SECOND EDIT: As an arbitrary example of a statistic that (I'm almost certain) does require iteration -- and therefore cannot be maintained as simply as a sum or average -- consider if I asked you, "how many numbers in this collection are divisible by the min?" Let's say the numbers are 5, 15, 19, 20, 21, 25, and 30. The min of this set is 5, which divides into 5, 15, 20, 25, and 30 (but not 19 or 21), so the answer is 5. Now if I remove 5 from the collection and ask the same question, the answer is now 2, since only 15 and 30 are divisible by the new min of 15; but, as far as I can tell, you cannot know this without going through the collection again.
So I think this gets to the heart of my question: if we can divide kinds of statistics into these categories, those that are maintainable (my own term, maybe there's a more official one somewhere) versus those that require iteration to compute any time a collection is changed, what are all the maintainable ones?
What I am asking about is not strictly the same as an online algorithm (though I sincerely thank those of you who introduced me to that concept). An online algorithm can begin its work without having even seen all of the input data; the maintainable statistics I am seeking will certainly have seen all the data, they just don't need to reiterate through it over and over again whenever it changes.
First, the term that you want here is online algorithm. All moments (mean, standard deviation, skew, etc.) can be calculated online. Others include the minimum and maximum. Note that median and mode can not be calculated online.
To consistently maintain the high/low you store your data in sorted order. There are algorithms for maintaining data structures which preserves ordering.
Median is trivial if the data is ordered.
If the data is reduced slightly to a frequency table, you can maintain mode. If you keep your data as a random, flat list of values, you can't easily compute mode in the presence of change.
The answers to this question on online algorithms might be useful. Regarding the usability for your needs, I'd say that while some online algorithms can be used for estimating summary statistics with partial data, others may be used to maintain them from a data flow just as you like.
You might also want to look at complex event processing (or CEP), which is used for tracking and analysing real time data, for example in finance or web commerce. The only free CEP product I know of is Esper.
As Jason says, you are indeed describing an online algorithm. I've also seen this type of computation referred to as the Accumulator Pattern, whether the loop is implemented explicitly or by recursion.

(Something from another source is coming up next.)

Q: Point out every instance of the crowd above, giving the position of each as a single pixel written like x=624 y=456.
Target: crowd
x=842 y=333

Not really a direct answer to your question, but for many statistics that are not online statistics you can usually find some rules to calculate by iteration only part of the time, and cache the correct value the rest of the time. Is this possibly good enough for you?

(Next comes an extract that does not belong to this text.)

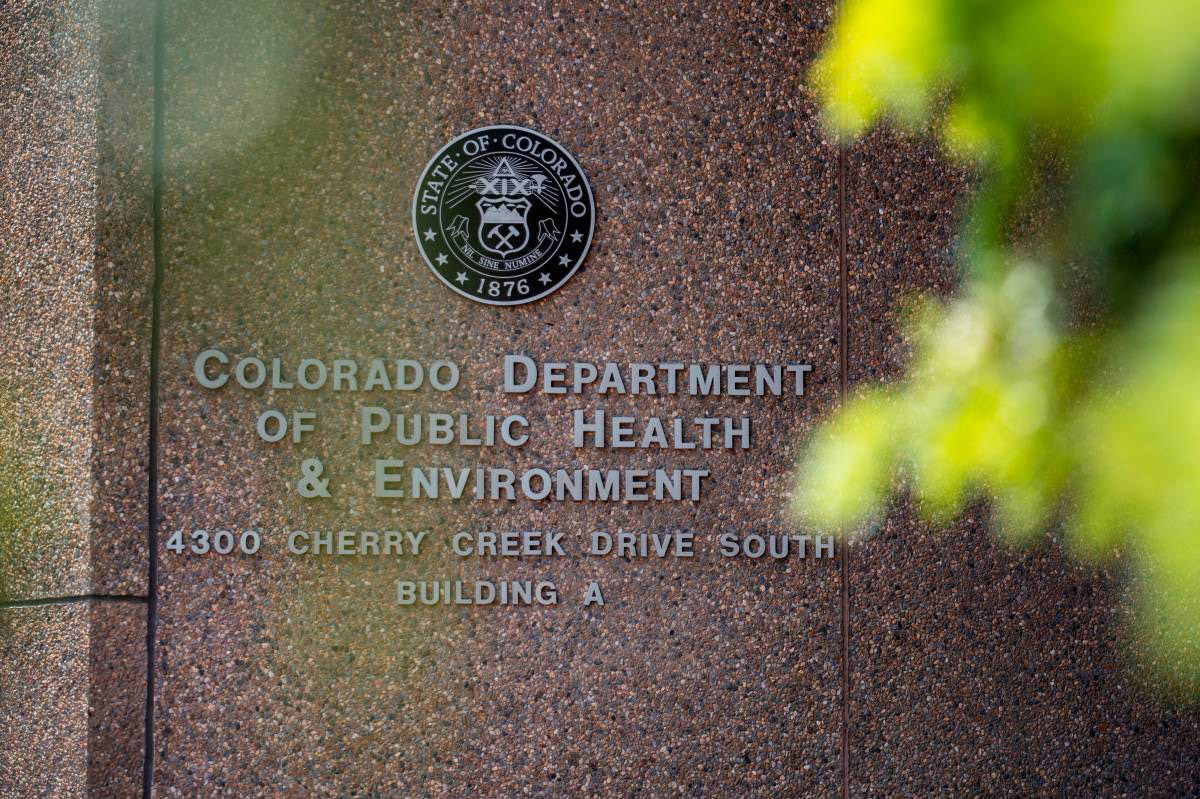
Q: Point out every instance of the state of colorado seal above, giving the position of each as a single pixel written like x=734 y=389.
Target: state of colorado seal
x=503 y=215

For high value for example:
public void Add(double value) {
values.Add(value);
if (value > highValue)
highValue = value;
}
public void Remove(double value) {
values.Remove(value);
if (value.WithinTolerance(highValue))
highValue = RecalculateHighValueByIteration();
}
It's not possible to maintain high or low with constant-time add and remove operations because that would give you a linear-time sorting algorithm. You can use a search tree to maintain the data in sorted order, which gives you logarithmic-time minimum and maximum. If you also keep subtree sizes and the count, it's simple to find the median too.
And if you just want to maintain the high or low in the presence of additions and removals, look into priority queues, which are more efficient for that purpose than search trees.
If you don't know the exact size of the dataset in advance, or if it is potentially unlmited, or you just want some ideas, you should definitely look into techniques used in Streaming Algorithms.
It does sound (even after your 2nd edit) that you are describing on-line algorithms, with the additional requirement that you want to allow "delete" operations. An example of this are the "sketch algorithms" used for finding frequent items in a stream.